Tuesday, September 7, 2010

The War on Drugs: Trigger to a Violent Society

For many Americans that are decedents of Mexican families, such as myself, the drug war has affected us personally more than most other Americans; many of us have some family residing in Mexico. The violence that has been escalating recently in Mexico makes many of us nervous for our families in Mexico. However, it should not only be Americans with family in Mexico that should be nervous about the escalating violence. The situation in Mexico has clearly demonstrated that the war on drugs has been a disastrous failure. If the American government continues the status quo, then Mexico serves as a glimpse of what may happen in the near future in the United States; escalating violence with many innocent human lives lost. The United States should change its drug policies for the protection of American civilians.

The United States incarcerates people at a rate four times higher than the Netherlands, a country that has much more liberal drug laws than the United States. It is also much more expensive to incarcerate a drug addict than it is to give them treatment. If a person is given a misdemeanor for marijuana possession, even if it is for their own personal use, they are considered an addict for life by the government. Such a misdemeanor makes it impossible to get a student loan, a job with the city, state, or federal government, and it makes it near impossible to get a well paying, decent job. This makes a person that committed such a “crime” to become an unproductive member of society, therefore they would have to find alternative ways to survive. If this person becomes desperate, they may turn to a life of crime and violence. This is why the current drug policies of the American government have been such failures.
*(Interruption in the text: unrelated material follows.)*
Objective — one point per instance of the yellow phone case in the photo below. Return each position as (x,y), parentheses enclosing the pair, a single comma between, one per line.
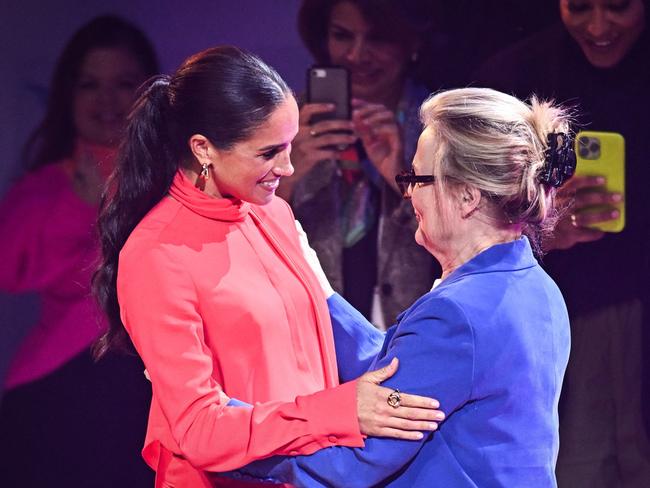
(603,154)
The demand for drugs is within the United States. Due to much of the violence, the escalating war in Mexico, and the cost of trafficking drugs past the border, some of the Mexican cartels have decided to begin drug production operations within the United States. The Mexican cartels have shown that they are ruthless and violent and that nothing will stop them. Now that they have began some of their drug production operations within the United States, it is only a matter of time before the violence begins.

I would rather live in free and peaceful society, than one in where my personal freedom is limited within a violent atmosphere. It is time for us to demand change, and search for more peaceful and humane alternatives to the forty year old War on Drugs.